The zero-lag exponential moving average (ZLEMA) is a variation of the EMA (see Exponential Moving Average) which adds a momentum term aiming to reduce lag in the average so as to track current prices more closely. For a given N-day period the formula is

ZLEMA = EMA of (close + (close-close[lag]))

Where the “lag” period is (N-1)/2. A plain EMA applied to straight line points ends up always being the close at (N-1)/2 days ago. So the idea of adding in this difference “close - close[lag]” is to compensate for that lag, to make the ZLEMA track a straight line exactly. Of course real data is rarely a straight line, but the principle is to push the ZLEMA towards approximately the current close.

The calculation still ends up as various weights on each past price. The effect of the momentum term is to make recent prices “over weight” and thus tracked closely, and with negative weights on past terms.
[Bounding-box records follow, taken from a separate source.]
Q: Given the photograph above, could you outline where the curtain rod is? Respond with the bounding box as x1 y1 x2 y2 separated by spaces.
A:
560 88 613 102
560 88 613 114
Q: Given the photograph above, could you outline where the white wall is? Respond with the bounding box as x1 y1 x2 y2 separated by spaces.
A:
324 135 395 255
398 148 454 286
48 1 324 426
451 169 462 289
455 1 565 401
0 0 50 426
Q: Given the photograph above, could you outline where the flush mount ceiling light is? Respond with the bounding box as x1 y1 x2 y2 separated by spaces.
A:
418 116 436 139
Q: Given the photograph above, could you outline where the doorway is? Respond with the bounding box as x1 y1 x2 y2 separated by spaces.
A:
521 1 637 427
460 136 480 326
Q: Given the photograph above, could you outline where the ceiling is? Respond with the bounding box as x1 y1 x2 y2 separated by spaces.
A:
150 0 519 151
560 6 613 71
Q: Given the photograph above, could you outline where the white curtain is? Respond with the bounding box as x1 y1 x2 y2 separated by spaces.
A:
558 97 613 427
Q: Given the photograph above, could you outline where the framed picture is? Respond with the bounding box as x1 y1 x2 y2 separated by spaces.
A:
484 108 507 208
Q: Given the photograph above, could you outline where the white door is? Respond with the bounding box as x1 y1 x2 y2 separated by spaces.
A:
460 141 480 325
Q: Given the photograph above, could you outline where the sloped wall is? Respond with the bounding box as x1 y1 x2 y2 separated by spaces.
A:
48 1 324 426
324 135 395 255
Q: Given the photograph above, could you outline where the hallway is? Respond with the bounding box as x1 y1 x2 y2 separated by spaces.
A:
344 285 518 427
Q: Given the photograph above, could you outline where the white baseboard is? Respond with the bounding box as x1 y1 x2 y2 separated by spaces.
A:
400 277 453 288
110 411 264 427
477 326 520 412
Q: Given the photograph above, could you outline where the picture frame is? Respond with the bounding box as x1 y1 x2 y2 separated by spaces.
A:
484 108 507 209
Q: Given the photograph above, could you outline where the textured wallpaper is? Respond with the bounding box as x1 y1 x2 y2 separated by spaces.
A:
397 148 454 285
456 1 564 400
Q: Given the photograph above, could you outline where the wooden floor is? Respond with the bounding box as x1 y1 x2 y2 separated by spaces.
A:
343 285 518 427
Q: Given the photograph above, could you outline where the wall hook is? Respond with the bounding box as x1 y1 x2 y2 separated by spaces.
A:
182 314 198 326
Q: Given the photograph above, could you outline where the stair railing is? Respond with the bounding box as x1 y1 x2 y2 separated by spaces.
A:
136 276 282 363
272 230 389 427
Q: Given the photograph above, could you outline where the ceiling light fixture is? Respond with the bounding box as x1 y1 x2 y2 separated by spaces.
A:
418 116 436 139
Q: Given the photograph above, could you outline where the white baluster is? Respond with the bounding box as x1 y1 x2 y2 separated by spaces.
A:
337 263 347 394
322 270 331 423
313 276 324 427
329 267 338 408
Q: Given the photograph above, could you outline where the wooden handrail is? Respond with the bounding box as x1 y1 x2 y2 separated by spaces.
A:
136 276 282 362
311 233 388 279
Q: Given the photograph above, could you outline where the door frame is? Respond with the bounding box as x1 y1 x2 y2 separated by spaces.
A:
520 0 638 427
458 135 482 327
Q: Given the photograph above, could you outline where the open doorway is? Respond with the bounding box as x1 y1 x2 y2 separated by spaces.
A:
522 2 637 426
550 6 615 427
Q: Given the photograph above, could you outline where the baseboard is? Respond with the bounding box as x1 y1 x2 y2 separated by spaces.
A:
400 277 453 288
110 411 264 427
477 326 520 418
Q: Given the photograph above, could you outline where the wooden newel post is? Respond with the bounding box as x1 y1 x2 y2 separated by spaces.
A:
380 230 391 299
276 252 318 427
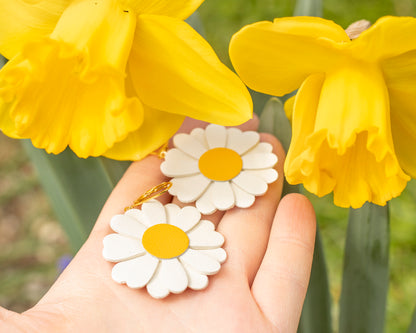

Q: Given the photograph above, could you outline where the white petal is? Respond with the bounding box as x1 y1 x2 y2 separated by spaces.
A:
147 258 188 298
170 206 201 232
124 208 150 227
241 151 277 170
110 213 146 239
198 247 227 264
169 173 211 203
205 124 227 149
227 127 260 155
210 180 238 210
231 183 255 208
173 133 207 159
142 200 166 226
248 142 273 154
243 168 279 184
232 171 267 195
183 265 208 290
111 254 159 288
188 220 224 250
103 234 146 262
195 183 217 215
160 148 199 177
179 249 221 274
165 203 181 224
191 127 209 150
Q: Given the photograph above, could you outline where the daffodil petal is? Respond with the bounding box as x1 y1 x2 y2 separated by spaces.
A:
0 0 71 59
382 50 416 178
351 16 416 60
122 0 204 19
0 0 143 157
284 95 296 122
285 64 410 208
104 106 185 161
230 17 349 96
0 101 21 139
129 15 252 125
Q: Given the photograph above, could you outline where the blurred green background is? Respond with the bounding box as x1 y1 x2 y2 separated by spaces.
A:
0 0 416 332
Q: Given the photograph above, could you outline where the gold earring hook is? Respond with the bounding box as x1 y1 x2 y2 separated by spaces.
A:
124 182 172 211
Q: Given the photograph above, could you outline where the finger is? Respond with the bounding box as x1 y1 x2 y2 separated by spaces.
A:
93 155 171 235
252 194 316 332
214 134 285 285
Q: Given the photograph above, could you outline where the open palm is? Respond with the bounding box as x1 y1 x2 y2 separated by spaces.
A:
0 120 315 333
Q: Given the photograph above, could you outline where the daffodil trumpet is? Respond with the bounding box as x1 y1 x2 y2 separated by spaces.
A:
0 0 252 160
230 17 416 208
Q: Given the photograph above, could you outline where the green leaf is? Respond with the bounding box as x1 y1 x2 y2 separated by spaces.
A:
339 203 389 333
259 97 292 152
298 227 332 333
293 0 322 17
259 97 300 196
23 140 128 251
407 309 416 333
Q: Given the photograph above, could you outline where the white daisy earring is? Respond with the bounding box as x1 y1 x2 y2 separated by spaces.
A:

There’s a sudden jump in the weights at the momentum lag point. For example the following graph is the weights for N=15 (lag point 7).


Zero-lag EMA weights graph

The EMA lag on a straight line can be calculated easily using the power formula for the EMA (see Exponential Moving Average), applied to an infinite sequence of prices going downwards by 1 each day and reaching 0 at today. On non straight line sequences the lag is not a simple (N-1)/2, but will vary according to shape, period of cyclical components, etc.